Nesta perspectiva Ribeiro (2010, p.57) sintetizou com maestria essa simbiose entre os referidos sistemas, afirmando que o Pós-positivismo passando ao largo da velha parêmia envolvendo direito natural e Positivismo, resulta de um esforço multidisciplinar para traçar um novo paradigma do Direito, com participação marcante da Filosofia Política, Filosofia da Linguagem e da Sociologia.

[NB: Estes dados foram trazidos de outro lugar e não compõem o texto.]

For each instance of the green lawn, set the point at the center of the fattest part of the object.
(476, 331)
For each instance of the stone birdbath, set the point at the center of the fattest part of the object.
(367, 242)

Como última consideração não se pode perder de vista as cautelas quanto a uma excessiva interpenetração entre ambos os domínios, oportunizada pela centralidade da Constituição com sua tábua axiológica modeladora do ordenamento e das relações sociais, num fenômeno a que Sarmento (2008, pp. 113-146) cunhou de ubiquidade constitucional, perigoso para as engrenagens de um Estado democrático pois

A hipertrofia constitucional não pode representar a tirania de valores, sob pena de a Constituição se converter em um instrumento totalitário, asfixiando as forças sociais e constrangendo a autonomia política e privada do povo. [...] colocando a perder toda a espontaneidade das relações humanas e as peculiaridades da própria vida de cada indivíduo dentro da sociedade (CAMBI, 2010, p. 139).

O reencontro do Direito com outros sistemas, dentre eles a Moral, é salutar para dar concreção a preceitos constitucionais portadores de valores fundamentais à sociedade, no entanto é preciso estar atento para que a excessiva constitucionalização não produza efeitos danosos a própria democracia, pois há matérias cujo trato seria mais adequado no âmbito político e, por sua vez, permitindo uma regulação autônoma pelo legislador ordinário que disporia de uma maior discricionariedade.

Arrematando este tópico, põe-se em relevo que as barreiras entre ambos não foram simplesmente suprimidas, mas na atual quadra por um impulso do texto constitucional há uma maior abertura cognitiva entre o Direito e a Moral.